Coinciden estos días tres hechos relevantes. En primer lugar, la ley de Acción Exterior que elabora la Xunta y que permitirá a la Administración autonómica fiscalizar las subvenciones a aerolíneas que conceden los ayuntamientos. En segundo lugar, la denuncia y análisis de un think-thank, o quizá lobby, Transport and Environment, que vincula, con razón o sin ella, las subvenciones públicas en aeropuertos de baja rentabilidad, muy centrado en los vuelos de Ryanair o Easyjet, con el aumento de las emisiones del CO2 de la aviación europea. Y por último, las estadísticas de pasajeros en los primeros siete meses de este año en los aeropuertos españoles.

En el conjunto de aeropuertos españoles de Aena los pasajeros superaron los 157 millones de viajeros en los siete meses del 2019, de los que tres millones lo hacen a Galicia. De ellos Lavacolla se lleva el 55 %, Alvedro el 26 % y Peinador apenas el 20 %. Con la particularidad que mientras Lavacolla y Alvedro crecen en pasajeros respecto al año anterior, las pérdidas de Peinador son del 4,5 %. Hecho que coincide con la ruptura del convenio entre Concello y Ryanair, con el consiguiente déficit de viajeros, sobre todo de Barcelona, que se ven sometidos al monopolio de Vueling, y a tener que acudir a Lavacolla u Oporto para sus desplazamientos.

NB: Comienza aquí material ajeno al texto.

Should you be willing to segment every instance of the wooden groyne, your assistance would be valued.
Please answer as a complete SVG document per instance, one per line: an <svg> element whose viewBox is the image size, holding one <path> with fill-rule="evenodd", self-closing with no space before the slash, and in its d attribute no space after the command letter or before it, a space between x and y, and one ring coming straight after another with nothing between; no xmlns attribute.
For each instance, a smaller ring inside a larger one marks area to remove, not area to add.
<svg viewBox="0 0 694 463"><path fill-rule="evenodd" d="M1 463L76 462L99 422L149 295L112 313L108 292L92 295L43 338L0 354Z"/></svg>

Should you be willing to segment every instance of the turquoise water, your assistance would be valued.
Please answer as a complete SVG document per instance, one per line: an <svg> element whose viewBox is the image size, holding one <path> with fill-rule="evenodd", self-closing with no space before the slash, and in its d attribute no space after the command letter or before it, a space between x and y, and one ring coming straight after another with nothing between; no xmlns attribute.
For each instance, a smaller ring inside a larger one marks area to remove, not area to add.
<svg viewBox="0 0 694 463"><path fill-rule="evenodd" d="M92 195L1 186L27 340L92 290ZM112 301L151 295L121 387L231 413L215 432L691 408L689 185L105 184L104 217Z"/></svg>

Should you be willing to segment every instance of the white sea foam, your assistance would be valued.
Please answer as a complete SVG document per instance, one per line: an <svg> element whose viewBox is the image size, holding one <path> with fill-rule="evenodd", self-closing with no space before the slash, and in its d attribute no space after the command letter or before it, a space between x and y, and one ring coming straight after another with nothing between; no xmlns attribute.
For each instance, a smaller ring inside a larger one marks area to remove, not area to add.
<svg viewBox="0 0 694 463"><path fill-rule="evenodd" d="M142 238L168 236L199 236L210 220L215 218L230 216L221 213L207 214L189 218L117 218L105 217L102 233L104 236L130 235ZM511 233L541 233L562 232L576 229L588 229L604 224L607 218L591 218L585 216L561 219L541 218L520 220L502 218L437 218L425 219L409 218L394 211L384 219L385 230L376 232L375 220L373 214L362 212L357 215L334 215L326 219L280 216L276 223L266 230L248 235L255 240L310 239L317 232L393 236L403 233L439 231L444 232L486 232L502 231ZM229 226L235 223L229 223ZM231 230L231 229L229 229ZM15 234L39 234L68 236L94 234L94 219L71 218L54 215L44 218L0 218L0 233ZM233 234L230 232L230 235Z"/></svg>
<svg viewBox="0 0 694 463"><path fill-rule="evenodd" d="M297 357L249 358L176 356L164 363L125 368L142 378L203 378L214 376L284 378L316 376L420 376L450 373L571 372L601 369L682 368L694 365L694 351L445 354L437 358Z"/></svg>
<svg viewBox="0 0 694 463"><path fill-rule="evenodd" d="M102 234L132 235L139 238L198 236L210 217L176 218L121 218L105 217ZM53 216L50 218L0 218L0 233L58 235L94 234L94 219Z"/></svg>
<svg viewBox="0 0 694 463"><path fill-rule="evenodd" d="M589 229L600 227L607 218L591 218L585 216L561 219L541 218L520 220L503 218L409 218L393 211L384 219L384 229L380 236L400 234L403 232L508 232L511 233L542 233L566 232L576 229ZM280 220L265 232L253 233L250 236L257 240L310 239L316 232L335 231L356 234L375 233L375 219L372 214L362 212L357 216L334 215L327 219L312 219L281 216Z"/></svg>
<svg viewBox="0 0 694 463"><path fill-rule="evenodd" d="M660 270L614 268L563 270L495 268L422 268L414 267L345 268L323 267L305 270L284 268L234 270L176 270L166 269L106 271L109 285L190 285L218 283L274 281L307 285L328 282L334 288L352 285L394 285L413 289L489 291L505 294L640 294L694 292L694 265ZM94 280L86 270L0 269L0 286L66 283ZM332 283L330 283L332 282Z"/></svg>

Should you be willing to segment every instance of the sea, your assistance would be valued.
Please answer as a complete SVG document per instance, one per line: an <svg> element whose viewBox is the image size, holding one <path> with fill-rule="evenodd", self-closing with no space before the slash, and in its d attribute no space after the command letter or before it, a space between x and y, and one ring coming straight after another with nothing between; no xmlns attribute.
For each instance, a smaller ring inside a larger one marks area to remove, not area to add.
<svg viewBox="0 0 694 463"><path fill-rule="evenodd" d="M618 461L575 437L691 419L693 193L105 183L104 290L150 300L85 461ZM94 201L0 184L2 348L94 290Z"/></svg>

La planificación y gestión aeroportuaria de Galicia va camino de convertirse en un mal mayor para los gallegos expatriados, no librará a los aeropuertos gallegos de la competencia del aeropuerto de Oporto con cuatro veces más pasajeros que todos los gallegos, o nos volverá a traer aquellos antiguos vuelos chárter de Ginebra o Hamburgo por Navidades y verano para que los gallegos emigrados pudieran llegar a su país.

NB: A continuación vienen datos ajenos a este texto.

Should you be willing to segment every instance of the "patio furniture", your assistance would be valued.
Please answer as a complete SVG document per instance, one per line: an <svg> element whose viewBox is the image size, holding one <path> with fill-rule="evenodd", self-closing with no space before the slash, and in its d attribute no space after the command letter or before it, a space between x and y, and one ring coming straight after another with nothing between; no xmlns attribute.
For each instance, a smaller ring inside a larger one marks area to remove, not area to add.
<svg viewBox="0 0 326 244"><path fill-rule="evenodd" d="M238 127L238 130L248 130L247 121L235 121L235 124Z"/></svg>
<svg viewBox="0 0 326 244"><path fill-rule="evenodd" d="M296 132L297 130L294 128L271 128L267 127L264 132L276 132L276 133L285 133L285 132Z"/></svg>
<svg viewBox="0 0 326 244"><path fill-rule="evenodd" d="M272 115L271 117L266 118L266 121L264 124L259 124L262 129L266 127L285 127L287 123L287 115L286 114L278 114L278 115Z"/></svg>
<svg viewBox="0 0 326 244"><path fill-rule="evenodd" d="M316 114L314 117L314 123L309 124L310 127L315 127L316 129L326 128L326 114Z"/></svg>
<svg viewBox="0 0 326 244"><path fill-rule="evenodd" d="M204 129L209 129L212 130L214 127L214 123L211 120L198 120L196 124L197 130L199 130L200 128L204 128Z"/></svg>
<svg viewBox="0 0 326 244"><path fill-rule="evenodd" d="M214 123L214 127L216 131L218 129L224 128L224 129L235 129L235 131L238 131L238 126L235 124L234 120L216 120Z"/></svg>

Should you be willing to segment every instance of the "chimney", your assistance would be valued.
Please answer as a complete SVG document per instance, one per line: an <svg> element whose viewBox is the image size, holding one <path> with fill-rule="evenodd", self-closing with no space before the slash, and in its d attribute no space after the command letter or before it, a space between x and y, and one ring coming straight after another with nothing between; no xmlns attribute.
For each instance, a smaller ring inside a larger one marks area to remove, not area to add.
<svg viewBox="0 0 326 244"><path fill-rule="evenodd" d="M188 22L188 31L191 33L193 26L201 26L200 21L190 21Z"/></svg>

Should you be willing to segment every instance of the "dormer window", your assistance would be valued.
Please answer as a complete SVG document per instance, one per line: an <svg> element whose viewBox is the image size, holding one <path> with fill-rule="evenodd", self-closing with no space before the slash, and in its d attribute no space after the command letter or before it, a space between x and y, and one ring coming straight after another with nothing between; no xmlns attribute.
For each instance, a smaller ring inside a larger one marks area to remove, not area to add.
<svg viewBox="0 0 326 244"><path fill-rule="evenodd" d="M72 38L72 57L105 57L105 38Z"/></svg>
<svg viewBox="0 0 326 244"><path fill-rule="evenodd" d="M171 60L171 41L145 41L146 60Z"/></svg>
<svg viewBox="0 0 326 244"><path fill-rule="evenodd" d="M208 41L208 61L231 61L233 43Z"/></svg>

Por ello, que la Xunta haga una ley para controlar a los ayuntamientos en sus campañas turísticas con las aerolíneas, eufemismo de incentivo o subvención a aeropuertos de baja rentabilidad, olvidándose de la articulación del transporte en un país cargado de identidades, no resuelve el problema del transporte por avión a Galicia ni el de los pasajeros que desean venir a su tierra. Seguiremos en la confrontación, sin solución ni provecho para los viajeros. ¿Esperando a Portugal?